If you’d prefer NeuralTrust to host the Control Plane UI, see GCP hybrid instead.
What you’ll end up with
| Component | Location | Replicas (default) |
|---|
| Control Plane API | Your GKE cluster | 2 |
| Control Plane UI | Your GKE cluster | 2 |
| Control Plane Scheduler | Your GKE cluster | 1 |
| Data Plane API | Your GKE cluster | 2 |
| Data Plane worker | Your GKE cluster | 1 |
| Kafka Connect | Your GKE cluster | 1 |
| TrustGate admin / gateway / actions | Your GKE cluster | 2 each |
| Firewall gateway + 5 workers | Your GKE cluster | 2 + 5 |
| ClickHouse, Kafka, PostgreSQL, Redis | Your GKE cluster (or external) | 1 each |
Sizing baseline: ~21–23 vCPU / 45–50 GiB RAM / 80 GiB PVC. For full image inventory, see Image catalog.
Prerequisites
| Resource | Recommended |
|---|
| GKE version | 1.28+ |
| Cluster mode | Standard (recommended) or Autopilot |
| CPU pool machine type | n2-standard-8 (8 vCPU / 32 GiB) |
| Min CPU nodes | ≥ 5 across 3 zones (regional cluster). Drop to 4 if Firewall workers run on GPU nodes. |
| GPU pool (optional, for GPU Firewall) | n1-standard-4 + 1 × T4 — 5 nodes (one per default Firewall worker) |
| Sizing baseline | ~23.1 vCPU / 61.8 GiB requests / 80 GiB PVC (defaults, CPU Firewall) |
| Storage | pd-ssd recommended for ClickHouse + PostgreSQL in self-hosted |
| DNS | A control over a base domain (e.g. platform.example.com) |
| Image pull | gcr-keys.json from NeuralTrust |
Step 1 — Provision the GKE cluster
gcloud container clusters create neuraltrust \
--region <REGION> \
--num-nodes 2 \
--machine-type n2-standard-8 \
--release-channel regular \
--addons HorizontalPodAutoscaling,HttpLoadBalancing,GcePersistentDiskCsiDriver
gcloud container clusters get-credentials neuraltrust --region <REGION>
--num-nodes 2 is per-zone in a regional cluster → 6 worker nodes across 3 zones, which fits the self-hosted CPU pool with HA headroom.

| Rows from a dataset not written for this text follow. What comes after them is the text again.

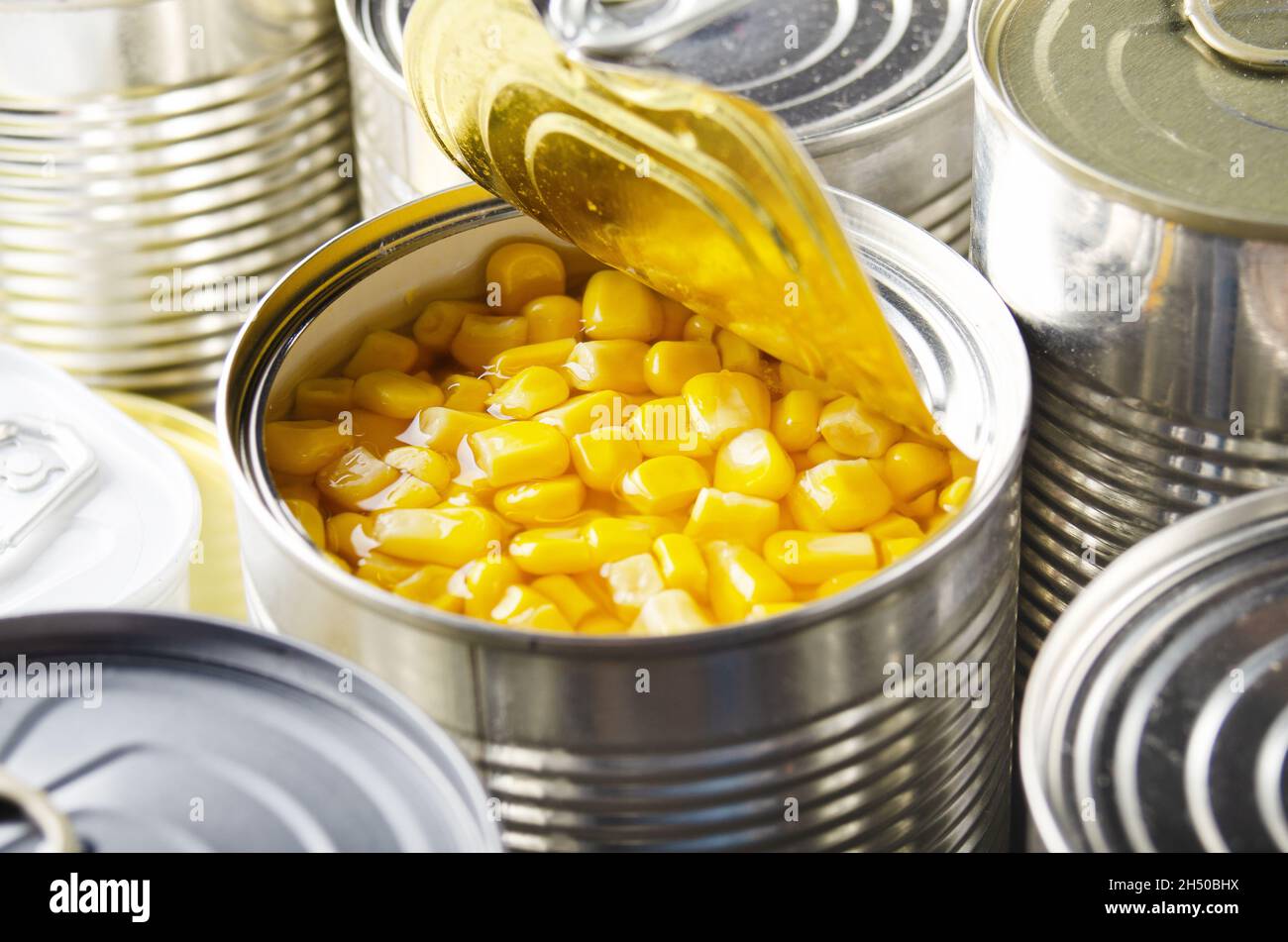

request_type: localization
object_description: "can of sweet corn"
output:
[971,0,1288,684]
[1019,487,1288,853]
[219,186,1029,851]
[348,0,973,253]
[0,610,499,853]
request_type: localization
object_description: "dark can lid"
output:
[1020,489,1288,851]
[0,611,499,852]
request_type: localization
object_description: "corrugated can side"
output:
[219,186,1029,851]
[971,0,1288,692]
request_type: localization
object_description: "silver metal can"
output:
[219,186,1029,851]
[348,0,971,253]
[971,0,1288,682]
[1019,489,1288,852]
[0,611,499,852]
[0,0,357,408]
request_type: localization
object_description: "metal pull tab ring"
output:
[545,0,751,57]
[1184,0,1288,68]
[0,769,81,853]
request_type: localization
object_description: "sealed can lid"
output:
[973,0,1288,240]
[0,345,201,615]
[0,611,499,851]
[1020,489,1288,851]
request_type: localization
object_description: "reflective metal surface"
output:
[0,611,498,852]
[0,0,356,397]
[1019,489,1288,852]
[219,188,1027,849]
[971,0,1288,684]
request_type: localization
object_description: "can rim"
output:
[1017,486,1288,853]
[215,182,1031,658]
[966,0,1288,242]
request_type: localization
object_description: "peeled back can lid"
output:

Step 2 — Namespace and image pull secret
kubectl create namespace neuraltrust
kubectl create secret docker-registry gcr-secret \
--docker-server=europe-west1-docker.pkg.dev \
--docker-username=_json_key \
--docker-password="$(cat path/to/gcr-keys.json)" \
[email protected] \
-n neuraltrust
Step 3 — Write your values overlay
Save as my-values.yaml:
# Self-hosted deployment on GKE
global:
platform: "gcp"
domain: "platform.example.com"
storageClass: "pd-ssd"
autoGenerateSecrets: true
# Control Plane in your cluster
neuraltrust-control-plane:
controlPlane:
enabled: true # ← key difference from hybrid
components:
api:
enabled: true
app:
enabled: true
scheduler:
enabled: true
infrastructure:
postgresql:
deploy: true # shared with TrustGate
# Data Plane
neuraltrust-data-plane:
dataPlane:
enabled: true
# TrustGate
trustgate:
enabled: true
global:
env:
SERVER_BASE_DOMAIN: "platform.example.com"
# Firewall
neuraltrust-firewall:
firewall:
enabled: true
# Infrastructure
infrastructure:
clickhouse:
deploy: true
kafka:
deploy: true
External managed services (recommended for production)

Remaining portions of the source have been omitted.